4. Step 2 - Network Analysis: Comprehensive network risk assessment for top 3 hybrid search matches:

   • Relationship Networks: Graph analysis with depth-2 traversal
   • Transaction Networks: Transaction pattern analysis with depth-1 traversal

5. Step 3 - AI Classification: LLM-powered entity classification using AWS Bedrock Claude-3 Sonnet:

   • Comprehensive Analysis: Evaluates entity data, search results, and network analysis
   • Risk Assessment: Generates risk scores, confidence levels, and recommended actions
   • AML/KYC Compliance: Identifies compliance flags and concerns
   • Network Positioning: Analyzes entity's position within relationship networks

6. Step 4 - Case Investigation: Automated case document creation for compliance workflows:

   • Case Document Generation: Creates MongoDB case document
   • LLM Investigation Summary: Professional investigation narrative using AI
   • Workflow Consolidation: Combines all previous steps into comprehensive case file
   • Report Generation: Export PDF report Case Report

Risk Model Management

The Risk Model Management interface allows administrators to configure and deploy different risk assessment models:

1. Navigate to http://localhost:3000/risk-models.

2. View and select from available risk models in the system.
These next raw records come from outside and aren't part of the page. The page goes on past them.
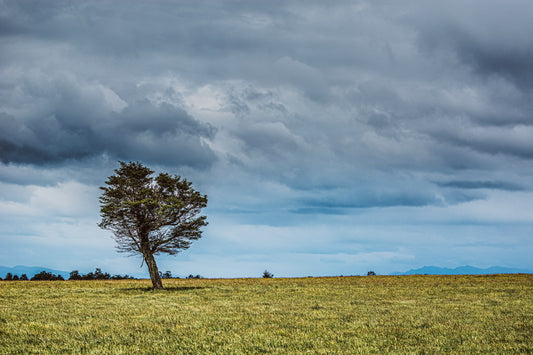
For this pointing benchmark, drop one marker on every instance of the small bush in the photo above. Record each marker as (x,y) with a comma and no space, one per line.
(267,275)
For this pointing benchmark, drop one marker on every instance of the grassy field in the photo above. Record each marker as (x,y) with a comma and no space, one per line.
(344,315)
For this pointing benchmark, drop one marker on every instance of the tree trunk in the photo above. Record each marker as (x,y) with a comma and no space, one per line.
(154,272)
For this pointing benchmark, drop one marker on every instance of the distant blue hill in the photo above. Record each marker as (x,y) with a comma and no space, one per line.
(30,271)
(463,270)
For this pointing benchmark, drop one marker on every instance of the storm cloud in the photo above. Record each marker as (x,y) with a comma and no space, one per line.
(286,113)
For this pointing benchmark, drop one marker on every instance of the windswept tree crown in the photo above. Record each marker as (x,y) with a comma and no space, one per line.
(151,215)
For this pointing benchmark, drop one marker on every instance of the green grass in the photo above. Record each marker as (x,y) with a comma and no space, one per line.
(344,315)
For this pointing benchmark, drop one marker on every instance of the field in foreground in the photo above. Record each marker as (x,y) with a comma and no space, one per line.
(345,315)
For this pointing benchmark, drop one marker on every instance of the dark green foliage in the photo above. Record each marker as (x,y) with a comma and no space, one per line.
(148,215)
(46,276)
(267,275)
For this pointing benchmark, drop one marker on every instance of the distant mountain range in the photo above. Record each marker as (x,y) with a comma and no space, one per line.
(30,271)
(463,270)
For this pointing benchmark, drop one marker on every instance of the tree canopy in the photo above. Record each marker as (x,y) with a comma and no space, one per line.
(148,215)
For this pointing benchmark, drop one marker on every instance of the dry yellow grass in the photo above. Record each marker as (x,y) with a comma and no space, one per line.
(344,315)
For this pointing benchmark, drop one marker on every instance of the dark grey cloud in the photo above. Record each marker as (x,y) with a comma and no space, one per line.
(492,185)
(63,120)
(314,100)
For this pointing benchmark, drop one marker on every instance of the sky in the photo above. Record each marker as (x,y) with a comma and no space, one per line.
(331,138)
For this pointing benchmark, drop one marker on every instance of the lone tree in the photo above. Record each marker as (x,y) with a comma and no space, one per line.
(150,215)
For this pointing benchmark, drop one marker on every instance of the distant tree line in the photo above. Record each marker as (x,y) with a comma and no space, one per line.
(74,275)
(98,274)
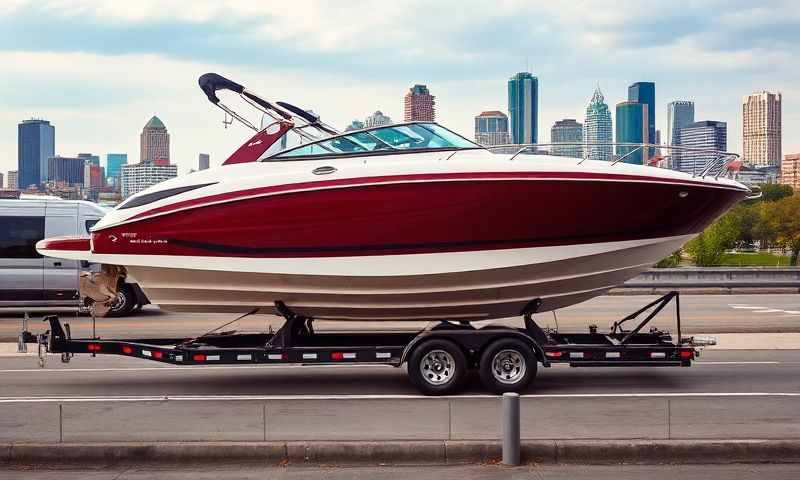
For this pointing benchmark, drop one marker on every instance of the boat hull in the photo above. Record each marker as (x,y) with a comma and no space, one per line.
(421,246)
(573,276)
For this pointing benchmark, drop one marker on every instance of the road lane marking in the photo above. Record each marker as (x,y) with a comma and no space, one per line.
(214,398)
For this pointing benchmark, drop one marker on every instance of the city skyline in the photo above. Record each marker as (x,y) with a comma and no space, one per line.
(711,64)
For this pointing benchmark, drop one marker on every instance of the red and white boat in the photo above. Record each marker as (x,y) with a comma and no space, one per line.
(402,222)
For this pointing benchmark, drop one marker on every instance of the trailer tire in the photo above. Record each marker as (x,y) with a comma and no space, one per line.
(124,303)
(437,367)
(507,365)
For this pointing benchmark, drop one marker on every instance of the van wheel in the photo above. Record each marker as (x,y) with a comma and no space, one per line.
(507,365)
(124,303)
(437,367)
3. Key capabilities include:

   • Dynamic Risk Factor Management: Add or modify risk factors without system changes
   • Real-Time Updates: See changes instantly using MongoDB Change Streams
   • Version Control: Create and manage multiple versions of risk models
   • Model Activation: Easily switch between different models
   • Performance Metrics: Track effectiveness with false positive/negative rates
   • Custom Thresholds: Configure flag and block thresholds for each model
   • Model Reset Functionality: Reset models to clean state by removing version 2 models and setting default configurations

4. To create a new risk model:

   • Click "Create New Model"
   • Configure basic information (name, description)
   • Add risk factors with appropriate weights and thresholds
   • Set overall model thresholds
   • Save and optionally activate the model

5. To reset models to default state:

   • Click "Reset Models" (located on the far right of the action buttons)
   • This will delete all version 2 models, set default-risk-model to active, and set behavioral-risk-model to inactive
   • Useful for returning to a clean baseline during testing or demos

Important

All changes are reflected in real-time across all connected sessions thanks to MongoDB Change Streams.

Docker Deployment

For containerized deployment in production environments:

1. Ensure Docker and Docker Compose are installed on your system.

2. Configure environment variables for production in your .env files.

3. Build and run the containers:

   # Build all images
   docker-compose build
   
   # Start all services
   docker-compose up -d
   
   # Or build and start in one command
   docker-compose up --build -d

4. This will run containers for:

   • Frontend (port 3000)
   • Fraud Detection Backend (port 8000)
   • AML/KYC Backend (port 8001)

5. Access the application at http://localhost:3000.

Note

The Docker configuration uses production settings by default. Check the docker-compose.yml file and individual Dockerfiles for details.

Additional Resources

Check additional and accompanying resources below:

MongoDB Resources

• MongoDB for Financial Services
• MongoDB Atlas Search Documentation
• MongoDB Atlas Vector Search
• MongoDB Change Streams
• MongoDB $graphLookup
• MongoDB $rankFusion
• MongoDB LeafyGreen UI

Financial Services & Compliance

• Building Real-time Fraud Detection Systems
• Financial Services Solutions
• Vector Search for Fraud Detection

Key MongoDB Features Demonstrated

• Document Model: Rich, nested structures for customer and entity profiles
• Atlas Search: Full-text search with fuzzy matching and autocomplete
• Vector Search: AI-powered similarity matching for fraud patterns and entity resolution
• $graphLookup: Relationship network traversal for compliance investigations
• $rankFusion: Hybrid search combining text and vector search
• Change Streams: Real-time updates for risk models
• Geospatial Queries: Location-based fraud detection

License

This project is licensed under the MIT License - see the LICENSE file for details.